LizzieSiddal · 26/11/2017 21:05

It natural to fell sad that you haven't seen her more, but I think you need to realise how exhausting it is trying to fit everyone in. My brother lives in Aus and he sometimes doesn't tell some people he's in the UK, as he cannot cope with the comments from them, that he's not seen them enough. (Not saying you'd do that OP).

Your friend will have had numerous things to fit in and is now probably utterly exhausted.

Go and see her, you'll see much more of her that way.

Spudlet · 26/11/2017 21:12

She's not gone yet - could you try to organise a quick catch up, even if it's half an hour for a coffee?
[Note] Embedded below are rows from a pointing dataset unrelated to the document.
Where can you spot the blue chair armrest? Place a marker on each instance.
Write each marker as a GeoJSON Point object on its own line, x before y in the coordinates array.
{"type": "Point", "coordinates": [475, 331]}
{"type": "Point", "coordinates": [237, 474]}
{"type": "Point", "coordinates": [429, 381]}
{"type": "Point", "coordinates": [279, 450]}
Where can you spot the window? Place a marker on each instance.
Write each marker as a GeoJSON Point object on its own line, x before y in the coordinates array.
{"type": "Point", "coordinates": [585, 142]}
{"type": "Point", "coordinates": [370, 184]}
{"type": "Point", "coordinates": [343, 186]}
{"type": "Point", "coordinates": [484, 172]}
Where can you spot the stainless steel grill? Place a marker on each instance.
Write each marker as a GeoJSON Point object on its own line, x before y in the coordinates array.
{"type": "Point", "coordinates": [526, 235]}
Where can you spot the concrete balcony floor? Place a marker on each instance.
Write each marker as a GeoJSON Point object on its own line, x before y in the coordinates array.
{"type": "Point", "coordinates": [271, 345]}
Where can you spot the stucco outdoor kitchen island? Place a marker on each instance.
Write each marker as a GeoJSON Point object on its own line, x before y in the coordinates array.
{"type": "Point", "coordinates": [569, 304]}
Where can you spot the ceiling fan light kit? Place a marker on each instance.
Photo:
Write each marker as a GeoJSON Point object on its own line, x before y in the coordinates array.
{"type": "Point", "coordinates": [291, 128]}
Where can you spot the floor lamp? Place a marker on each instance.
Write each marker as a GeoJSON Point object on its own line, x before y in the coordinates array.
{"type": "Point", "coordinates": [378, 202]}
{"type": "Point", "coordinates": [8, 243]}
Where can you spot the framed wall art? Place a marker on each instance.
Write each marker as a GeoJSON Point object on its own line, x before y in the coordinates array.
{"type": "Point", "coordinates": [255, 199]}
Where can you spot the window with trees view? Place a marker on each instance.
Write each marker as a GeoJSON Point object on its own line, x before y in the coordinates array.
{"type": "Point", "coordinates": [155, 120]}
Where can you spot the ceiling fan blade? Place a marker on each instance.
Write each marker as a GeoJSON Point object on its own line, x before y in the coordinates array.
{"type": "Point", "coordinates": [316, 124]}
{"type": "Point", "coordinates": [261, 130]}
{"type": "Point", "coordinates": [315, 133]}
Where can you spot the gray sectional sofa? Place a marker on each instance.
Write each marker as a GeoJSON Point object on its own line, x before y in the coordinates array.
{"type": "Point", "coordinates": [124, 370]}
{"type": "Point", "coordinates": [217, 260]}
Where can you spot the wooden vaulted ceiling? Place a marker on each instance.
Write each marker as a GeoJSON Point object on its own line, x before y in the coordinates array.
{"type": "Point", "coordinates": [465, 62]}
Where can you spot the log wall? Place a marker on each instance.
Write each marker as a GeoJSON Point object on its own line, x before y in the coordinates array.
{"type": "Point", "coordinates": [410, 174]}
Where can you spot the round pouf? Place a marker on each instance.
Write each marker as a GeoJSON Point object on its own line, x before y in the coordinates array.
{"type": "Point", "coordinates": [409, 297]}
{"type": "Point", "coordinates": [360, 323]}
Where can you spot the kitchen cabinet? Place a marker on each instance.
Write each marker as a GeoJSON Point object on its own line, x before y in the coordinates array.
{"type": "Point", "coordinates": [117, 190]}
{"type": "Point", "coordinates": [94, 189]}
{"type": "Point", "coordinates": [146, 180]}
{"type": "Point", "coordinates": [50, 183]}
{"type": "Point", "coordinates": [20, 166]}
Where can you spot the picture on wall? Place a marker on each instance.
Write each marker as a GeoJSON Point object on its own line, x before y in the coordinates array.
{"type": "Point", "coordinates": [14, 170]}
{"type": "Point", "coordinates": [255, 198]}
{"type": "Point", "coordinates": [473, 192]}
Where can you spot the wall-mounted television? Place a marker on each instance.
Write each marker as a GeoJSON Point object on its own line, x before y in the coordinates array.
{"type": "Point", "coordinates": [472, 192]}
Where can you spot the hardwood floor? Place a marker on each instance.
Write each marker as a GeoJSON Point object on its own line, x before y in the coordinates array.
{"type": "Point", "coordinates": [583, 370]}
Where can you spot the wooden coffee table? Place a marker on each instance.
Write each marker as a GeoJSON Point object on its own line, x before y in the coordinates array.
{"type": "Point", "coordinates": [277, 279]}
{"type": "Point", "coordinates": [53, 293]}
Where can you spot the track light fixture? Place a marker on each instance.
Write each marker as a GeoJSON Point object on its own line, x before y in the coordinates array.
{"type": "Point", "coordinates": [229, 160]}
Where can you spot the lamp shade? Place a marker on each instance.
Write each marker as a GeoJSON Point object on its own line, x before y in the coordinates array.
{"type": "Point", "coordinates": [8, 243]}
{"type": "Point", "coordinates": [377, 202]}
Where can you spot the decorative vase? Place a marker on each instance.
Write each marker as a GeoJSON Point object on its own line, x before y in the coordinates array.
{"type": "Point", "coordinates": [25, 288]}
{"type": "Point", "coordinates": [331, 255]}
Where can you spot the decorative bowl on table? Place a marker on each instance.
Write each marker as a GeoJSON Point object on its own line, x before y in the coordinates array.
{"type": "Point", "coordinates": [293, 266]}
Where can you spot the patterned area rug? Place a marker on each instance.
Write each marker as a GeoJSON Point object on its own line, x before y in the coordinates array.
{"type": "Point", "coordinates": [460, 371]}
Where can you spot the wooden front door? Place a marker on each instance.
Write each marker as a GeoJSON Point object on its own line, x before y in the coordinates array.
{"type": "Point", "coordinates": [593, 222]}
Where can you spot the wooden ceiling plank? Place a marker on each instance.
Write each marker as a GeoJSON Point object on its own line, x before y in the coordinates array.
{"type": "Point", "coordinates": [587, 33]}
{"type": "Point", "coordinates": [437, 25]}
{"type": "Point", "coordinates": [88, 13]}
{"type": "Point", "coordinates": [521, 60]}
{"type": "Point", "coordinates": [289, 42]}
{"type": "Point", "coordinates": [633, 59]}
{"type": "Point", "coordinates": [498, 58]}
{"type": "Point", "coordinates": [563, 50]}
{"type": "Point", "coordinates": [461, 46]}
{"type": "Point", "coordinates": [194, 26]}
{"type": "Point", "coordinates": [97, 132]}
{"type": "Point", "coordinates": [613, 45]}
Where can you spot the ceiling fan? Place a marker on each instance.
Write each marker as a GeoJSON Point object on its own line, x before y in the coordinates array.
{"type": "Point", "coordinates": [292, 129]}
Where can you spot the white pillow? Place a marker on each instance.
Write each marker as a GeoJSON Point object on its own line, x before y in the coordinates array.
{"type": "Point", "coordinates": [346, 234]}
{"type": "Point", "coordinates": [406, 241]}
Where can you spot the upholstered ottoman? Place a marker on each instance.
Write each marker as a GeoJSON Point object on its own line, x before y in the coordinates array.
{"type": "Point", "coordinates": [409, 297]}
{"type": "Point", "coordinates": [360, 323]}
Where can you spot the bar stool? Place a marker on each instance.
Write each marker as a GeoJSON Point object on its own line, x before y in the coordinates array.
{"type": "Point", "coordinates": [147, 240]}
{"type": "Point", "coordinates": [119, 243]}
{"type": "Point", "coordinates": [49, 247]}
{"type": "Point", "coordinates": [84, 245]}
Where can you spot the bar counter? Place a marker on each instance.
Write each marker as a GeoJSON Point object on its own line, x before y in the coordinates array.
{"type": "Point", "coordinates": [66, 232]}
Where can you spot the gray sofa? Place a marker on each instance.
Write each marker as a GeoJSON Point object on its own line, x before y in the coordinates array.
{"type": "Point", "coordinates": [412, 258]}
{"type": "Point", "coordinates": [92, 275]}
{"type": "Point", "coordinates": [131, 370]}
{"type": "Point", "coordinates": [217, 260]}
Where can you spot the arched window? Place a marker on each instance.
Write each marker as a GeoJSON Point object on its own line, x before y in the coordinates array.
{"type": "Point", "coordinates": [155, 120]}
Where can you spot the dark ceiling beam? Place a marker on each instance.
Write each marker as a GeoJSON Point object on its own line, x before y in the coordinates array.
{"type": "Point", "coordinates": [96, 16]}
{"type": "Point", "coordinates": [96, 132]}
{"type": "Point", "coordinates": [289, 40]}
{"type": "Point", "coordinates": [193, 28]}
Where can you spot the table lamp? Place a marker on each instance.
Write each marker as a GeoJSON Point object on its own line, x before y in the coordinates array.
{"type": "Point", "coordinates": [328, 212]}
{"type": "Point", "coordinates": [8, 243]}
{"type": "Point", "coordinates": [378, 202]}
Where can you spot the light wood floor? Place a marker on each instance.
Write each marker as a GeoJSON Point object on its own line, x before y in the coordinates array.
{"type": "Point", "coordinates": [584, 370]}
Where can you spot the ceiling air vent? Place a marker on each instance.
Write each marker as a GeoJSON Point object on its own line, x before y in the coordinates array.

Just be prepared that she may not be able to, and try not to put her under pressure. But surely it's better to ask than to stay quiet and resent it. At the very least, she'll know that you cared and wanted to spend time, which is a nice thing to know.

elisaveta · 26/11/2017 21:12

Actually I don't think twice is that much if it was only for 30 mins. I had a similar situation in July. Friend of 30 years visiting from NZ. I knew she'd be here, there and everywhere and it would just be one catch-up, but we met late afternoon, had drinks, dinner and stayed in same hotel, which was a proper catch-up. That sounds different to your experience. I think I'd feel a bit hurt, yes. YANBU.

CotswoldStrife · 26/11/2017 21:13

Another one who thinks seeing her twice is actually quite a lot in what is probably a very busy visit for her. You seem very hurt though OP, what has happened when she's been over before? Did she have her daughter then too?

I suspect although you have been friends for a long time, she's been away for most of that.